Unidentified Company Representative

So for GLP-1 combination 25% is the ideal weight lost that we have to target that, we have a doubt. So 8% to 10% by the oral drug could be one target for weight loss, combining some of the mechanism and finally, the weight is lost in some ways, how to maintain that lost weight, lose patient, that’s one thing. And just 3% to 5% level the weight loss is not the promising. So 8% to 10% weight loss could be by kinds of middle dose or higher dose.

Well, I guess if we can attain that weight loss percentage, you have a future. So about the oral injection, of course, injection drug makes the big weight loss. But comparing the oral GLP-1 and yours would be equivalent all this. So oral GLP-1 is very difficult to readout, considering their side effect.

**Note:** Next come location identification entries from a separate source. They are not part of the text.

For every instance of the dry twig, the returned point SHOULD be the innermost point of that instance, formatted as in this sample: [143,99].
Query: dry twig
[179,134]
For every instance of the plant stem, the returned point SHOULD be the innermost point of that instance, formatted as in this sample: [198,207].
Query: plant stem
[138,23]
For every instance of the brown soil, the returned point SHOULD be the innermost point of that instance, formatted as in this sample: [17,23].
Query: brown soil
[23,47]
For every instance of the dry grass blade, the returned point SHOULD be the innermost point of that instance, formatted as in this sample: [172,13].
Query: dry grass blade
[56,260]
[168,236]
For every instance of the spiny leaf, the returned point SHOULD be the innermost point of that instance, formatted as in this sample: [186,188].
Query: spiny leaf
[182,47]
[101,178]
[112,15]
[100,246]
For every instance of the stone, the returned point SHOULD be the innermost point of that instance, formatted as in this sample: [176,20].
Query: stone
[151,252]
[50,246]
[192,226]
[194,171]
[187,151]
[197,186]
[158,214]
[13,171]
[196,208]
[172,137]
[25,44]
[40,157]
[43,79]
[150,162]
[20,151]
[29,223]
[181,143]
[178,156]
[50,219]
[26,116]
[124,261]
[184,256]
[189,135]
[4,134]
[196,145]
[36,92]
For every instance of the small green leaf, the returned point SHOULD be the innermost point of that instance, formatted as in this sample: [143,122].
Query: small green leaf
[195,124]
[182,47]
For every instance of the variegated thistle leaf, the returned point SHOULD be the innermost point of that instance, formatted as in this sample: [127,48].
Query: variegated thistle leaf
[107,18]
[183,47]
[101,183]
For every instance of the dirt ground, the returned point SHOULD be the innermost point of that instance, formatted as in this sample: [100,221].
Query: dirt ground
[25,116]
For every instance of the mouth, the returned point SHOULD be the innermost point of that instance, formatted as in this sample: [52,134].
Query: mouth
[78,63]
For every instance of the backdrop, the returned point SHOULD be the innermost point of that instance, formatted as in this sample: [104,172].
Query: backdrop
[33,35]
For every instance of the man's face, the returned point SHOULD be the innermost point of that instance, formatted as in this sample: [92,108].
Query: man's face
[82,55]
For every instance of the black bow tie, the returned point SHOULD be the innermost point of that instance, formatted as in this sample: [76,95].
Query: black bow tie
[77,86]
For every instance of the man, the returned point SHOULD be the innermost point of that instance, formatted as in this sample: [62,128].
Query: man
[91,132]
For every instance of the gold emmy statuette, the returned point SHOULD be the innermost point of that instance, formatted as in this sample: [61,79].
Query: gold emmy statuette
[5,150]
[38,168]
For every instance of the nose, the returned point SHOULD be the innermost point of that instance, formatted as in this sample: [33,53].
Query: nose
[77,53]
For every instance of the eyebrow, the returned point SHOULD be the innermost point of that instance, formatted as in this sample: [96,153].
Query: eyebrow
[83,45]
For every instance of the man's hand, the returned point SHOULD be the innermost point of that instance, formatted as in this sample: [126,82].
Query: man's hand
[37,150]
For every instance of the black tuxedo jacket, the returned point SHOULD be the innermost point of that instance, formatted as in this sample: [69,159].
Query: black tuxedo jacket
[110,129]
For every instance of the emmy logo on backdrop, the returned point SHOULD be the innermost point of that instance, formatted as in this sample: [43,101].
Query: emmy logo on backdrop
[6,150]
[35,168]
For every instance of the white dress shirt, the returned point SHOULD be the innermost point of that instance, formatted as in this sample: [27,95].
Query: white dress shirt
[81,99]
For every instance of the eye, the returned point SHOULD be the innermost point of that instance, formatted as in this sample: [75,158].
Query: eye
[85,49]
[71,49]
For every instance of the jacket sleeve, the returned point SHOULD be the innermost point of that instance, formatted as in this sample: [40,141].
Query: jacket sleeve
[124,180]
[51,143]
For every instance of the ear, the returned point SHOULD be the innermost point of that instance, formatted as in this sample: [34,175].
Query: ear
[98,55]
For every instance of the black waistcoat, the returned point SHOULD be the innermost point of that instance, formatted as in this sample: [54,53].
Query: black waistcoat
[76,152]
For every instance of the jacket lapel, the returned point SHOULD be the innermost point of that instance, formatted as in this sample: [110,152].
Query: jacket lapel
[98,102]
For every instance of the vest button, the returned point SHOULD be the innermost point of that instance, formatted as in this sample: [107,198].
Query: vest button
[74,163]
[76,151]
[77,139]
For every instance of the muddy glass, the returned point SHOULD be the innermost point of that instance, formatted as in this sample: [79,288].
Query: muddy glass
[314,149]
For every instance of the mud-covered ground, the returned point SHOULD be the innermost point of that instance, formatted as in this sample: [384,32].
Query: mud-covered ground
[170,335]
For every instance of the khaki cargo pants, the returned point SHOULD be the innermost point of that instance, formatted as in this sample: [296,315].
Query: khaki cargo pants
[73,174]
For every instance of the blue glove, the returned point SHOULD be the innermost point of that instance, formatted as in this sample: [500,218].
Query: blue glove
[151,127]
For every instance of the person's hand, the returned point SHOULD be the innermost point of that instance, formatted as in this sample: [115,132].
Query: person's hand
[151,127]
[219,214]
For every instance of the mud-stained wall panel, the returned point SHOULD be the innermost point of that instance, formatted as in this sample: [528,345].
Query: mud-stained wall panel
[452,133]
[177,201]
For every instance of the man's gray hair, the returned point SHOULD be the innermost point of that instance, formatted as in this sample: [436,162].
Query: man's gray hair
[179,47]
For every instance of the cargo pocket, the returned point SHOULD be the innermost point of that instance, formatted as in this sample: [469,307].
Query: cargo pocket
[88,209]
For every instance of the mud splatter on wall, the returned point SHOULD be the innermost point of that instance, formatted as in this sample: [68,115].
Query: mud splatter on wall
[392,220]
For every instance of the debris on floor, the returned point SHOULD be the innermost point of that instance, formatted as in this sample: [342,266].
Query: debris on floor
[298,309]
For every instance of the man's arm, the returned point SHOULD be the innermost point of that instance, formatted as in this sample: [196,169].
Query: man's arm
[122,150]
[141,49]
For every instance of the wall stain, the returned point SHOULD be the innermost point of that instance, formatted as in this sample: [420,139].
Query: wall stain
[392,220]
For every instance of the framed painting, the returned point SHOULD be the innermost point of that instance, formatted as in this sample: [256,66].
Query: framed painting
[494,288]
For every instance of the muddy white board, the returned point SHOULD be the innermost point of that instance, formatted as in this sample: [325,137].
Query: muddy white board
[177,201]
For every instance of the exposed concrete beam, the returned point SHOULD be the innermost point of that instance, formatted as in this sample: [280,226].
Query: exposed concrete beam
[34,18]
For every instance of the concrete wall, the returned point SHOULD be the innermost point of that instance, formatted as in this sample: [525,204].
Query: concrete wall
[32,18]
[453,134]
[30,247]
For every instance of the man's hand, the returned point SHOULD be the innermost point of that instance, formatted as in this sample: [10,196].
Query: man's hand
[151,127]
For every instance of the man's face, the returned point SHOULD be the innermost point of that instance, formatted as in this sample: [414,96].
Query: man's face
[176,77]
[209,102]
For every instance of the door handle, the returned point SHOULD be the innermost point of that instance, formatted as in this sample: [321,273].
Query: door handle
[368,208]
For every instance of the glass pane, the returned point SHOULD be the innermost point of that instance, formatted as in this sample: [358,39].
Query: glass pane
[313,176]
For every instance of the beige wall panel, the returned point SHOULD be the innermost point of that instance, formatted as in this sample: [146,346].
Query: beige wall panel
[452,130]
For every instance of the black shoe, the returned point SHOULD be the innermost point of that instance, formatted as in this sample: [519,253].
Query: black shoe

So the terrible weight loss and maintaining that by GLP-1 is 8% to 10% as well. That means that the equivalent level weight loss, because our drug is very safe. We don’t have a concern that. I don’t know whether it is comparing the apple versus apple but very difficult to answer accurately. Thank you very much.

Unidentified Company Representative

Thank you very much. So with this, we’d like to close the second quarterly analyst meeting the 2023. Thank you very much for your kind attention. Thank you.